Mechanisms behind. net application programs

Mechanisms behind. net application programs

The question to be discussed in this article is how CLR operates when compiled applications run.

1. Preparations

Program list Program. cs:

 

public sealed class Pragram{public static void Main(){System.Console.WriteLine("Hi");}}

Compile the above Code in Developer Command Prompt for VS2013 to become an application (assembly)

 

csc.exe Program.cs

Run the program.

 

Program.exe

 

Use ILDasm to open the compiled assembly

 

ILDasm.exe  Program.exe

 

The program can run.

2. CLR load and initialize itself

When program.exe or the program is run in CMD, Window checks the EXE file header and determines whether to load MSCorEE in the process address space after a 32-bit or 64-bit process is created. x86, x64, or ARM versions of dll.

If the operating system is x86 or ARM, the x86 version of MSCorEE. dll is in the following directory:

%SystemRoot%\System32

If the operating system is x64, The x86 version of MSCorEE. dll is in the following directory:

 

%SystemRoot%\SysWow64

 

The x64 version of MSCorEE. dll is in the following directory:

 

%SystemRoot%\System32

Then, the main thread of the process calls a method defined in MSCorEE. dll, which initializes CLR. Then the permission is assigned to the CLR.

3. Read the entry point from the CLR Header

After the CLR Initialization is complete, it reads the CLR header and looks for the Application entry mark.

We can use ILDasm (view → headers) to view the program entry mark.

In ILDasm, View → metaInfo → show, the entry point of the program that opens the metadata information window is 0x06000001. 06 indicates that the type of the tag is MethodDef, and 000001 indicates that it is the first row of the MethodDef table. Then define the table tag using this method to retrieve the MethodDef metadata table.

 

Locate the offset of the method in the IL code based on RVA.

Next, let's take a look at the Main function's IL code.

The IL code is as follows:

4. Type and method referenced by the code of the CLR detection Entry Point Method

Before running the Main function, its definition assembly is loaded based on the type and member reference referenced by the entry function (if not loaded ). For example, the above IL code contains a reference to System. Console. WriteLine. Specifically, the IL call command references the metadata token 0A000003, which indicates record item 3 in the MemberRef metadata table (table 0A. CLR checks the MembersRef record and finds that its field references record item 01000004 in the TypeRef table. According to this TypeRef item, CLR is directed to an AssemblyRef record item (23000001 ):

At this time, we know which Assembly it needs, and then the CLR will locate the loaded assembly.
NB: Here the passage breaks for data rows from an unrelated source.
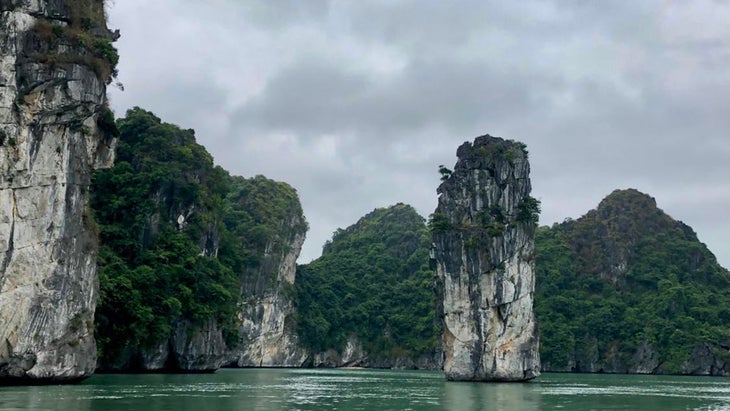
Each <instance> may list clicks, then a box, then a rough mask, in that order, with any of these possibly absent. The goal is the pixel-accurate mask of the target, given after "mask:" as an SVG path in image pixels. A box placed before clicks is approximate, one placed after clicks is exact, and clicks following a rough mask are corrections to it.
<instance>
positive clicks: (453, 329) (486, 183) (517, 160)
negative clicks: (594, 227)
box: [430, 135, 540, 381]
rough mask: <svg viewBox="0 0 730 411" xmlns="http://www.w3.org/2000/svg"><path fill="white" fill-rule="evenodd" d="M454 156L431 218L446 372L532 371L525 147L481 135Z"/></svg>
mask: <svg viewBox="0 0 730 411" xmlns="http://www.w3.org/2000/svg"><path fill="white" fill-rule="evenodd" d="M457 156H458V161H457V163H456V166H455V169H454V170H453V172H451V173H450V172H449V171H448V170H444V171H443V172H442V174H443V183H442V184H441V186H440V187H439V189H438V193H439V203H438V207H437V209H436V212H435V213H434V214H433V216H432V219H431V223H430V225H431V230H432V233H433V250H432V253H433V255H432V257H433V258H434V260H435V263H436V273H437V282H438V293H439V294H440V300H441V305H442V307H441V310H442V315H443V345H444V355H445V357H444V371H445V373H446V377H447V379H449V380H469V381H524V380H529V379H532V378H535V377H536V376H538V375H539V374H540V372H539V370H540V356H539V349H538V334H537V328H536V325H535V317H534V315H533V311H532V306H533V302H532V301H533V291H534V287H535V277H534V230H535V221H534V215H533V214H534V213H533V212H531V208H530V201H532V198H531V197H530V190H531V186H530V178H529V172H530V166H529V163H528V160H527V151H526V150H525V146H524V145H523V144H521V143H517V142H514V141H510V140H503V139H501V138H497V137H491V136H488V135H486V136H482V137H477V138H476V140H475V141H474V143H469V142H467V143H464V144H463V145H462V146H461V147H459V149H458V151H457ZM532 211H536V210H532Z"/></svg>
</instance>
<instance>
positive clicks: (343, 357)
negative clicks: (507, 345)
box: [295, 203, 441, 369]
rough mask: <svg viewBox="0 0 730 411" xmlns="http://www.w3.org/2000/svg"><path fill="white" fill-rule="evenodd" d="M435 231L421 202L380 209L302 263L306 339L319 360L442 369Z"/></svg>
mask: <svg viewBox="0 0 730 411" xmlns="http://www.w3.org/2000/svg"><path fill="white" fill-rule="evenodd" d="M429 245H430V236H429V234H428V231H427V229H426V224H425V221H424V219H423V217H421V216H420V215H419V214H418V213H417V212H416V210H415V209H413V207H411V206H409V205H406V204H402V203H399V204H396V205H393V206H390V207H386V208H378V209H375V210H373V211H372V212H370V213H368V214H367V215H365V216H364V217H362V218H360V219H359V220H358V221H357V222H356V223H355V224H353V225H351V226H349V227H347V228H346V229H338V230H337V231H335V233H334V234H333V236H332V240H331V241H328V242H327V243H326V244H325V245H324V247H323V254H322V256H321V257H320V258H318V259H316V260H314V261H312V262H311V263H309V264H306V265H301V266H299V269H298V271H297V281H296V283H295V287H296V303H297V310H298V312H297V316H298V334H299V339H300V341H301V342H302V343H303V344H304V345H305V346H306V347H307V348H308V349H309V350H310V351H311V352H312V353H313V355H312V357H311V359H310V365H313V366H326V367H338V366H364V367H374V368H421V369H423V368H427V369H439V368H440V367H441V362H440V358H441V355H440V350H439V346H440V344H439V341H438V335H439V330H438V326H437V323H436V319H435V296H434V293H433V273H432V271H431V270H430V268H429V256H428V252H429V251H428V250H429Z"/></svg>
5. Load the reference type assembly and create a data structure in the memory

CLR loads the mscorlib. dll file and scans metadata to locate the Console type. Then, CLR creates its internal data structure to represent the type.

In this internal data structure, each method of Console type definition has a corresponding record item. Each record item has an address. You can find the implementation method based on this address. During this structure initialization, each record item is set to a function JITCompiler (JIT compiler) inside the CRL)

6. JIT compiled IL as local code

After the CLR creates an internal data structure of the reference type, the JIT compiler completes compilation of the Mian method and the Main method starts to be executed. When the Main method calls WriteLine for the first time, the JITComplier function is called (because WriteLine points to the JITComplier function ). The JIT compiler knows which method to call and what type it defines. Then, JITComplier finds the IL code of the called method in the metadata of the Assembly where the type is located, then JITCompliers verifies the IL code, and compiles the IL code into the CPU command of the cost machine. The local CPU command is saved to the dynamically allocated memory. Then, JITComplier returns to the internal data structure created by CLR for the type, finds the record corresponding to the called method, and modifies the original reference to JITComplier, point it to the address of the memory block (including the compiled local CPU command), and finally jump from the JITComplier function to the Code in the memory block, which is exactly the implementation of the WriteLine method. After the code is executed and returned, the code in Main is returned and executed as usual.

When WriteLIne is called for the second time (WriteLine executes the memory block), this time, because the WriteLine code has been verified and compiled, the code in the memory block will be directly executed, skip the JITComplier function. After the Write function is executed, it will return to Main for further execution.

7. Exit of the program

The JIT compiler stores local CPU commands in dynamic memory. This means that once the application is terminated, the compiled code will be discarded. Therefore, to run the application again in the future, or to start two instances of the application at the same time, the JIT compiler must re-compile the IL code to compile the machine commands. This may significantly increase memory consumption. However, in general, the performance loss caused by the JIT compiler is not significant because most applications call the same method repeatedly. The program is running. These methods only have a one-time impact on performance.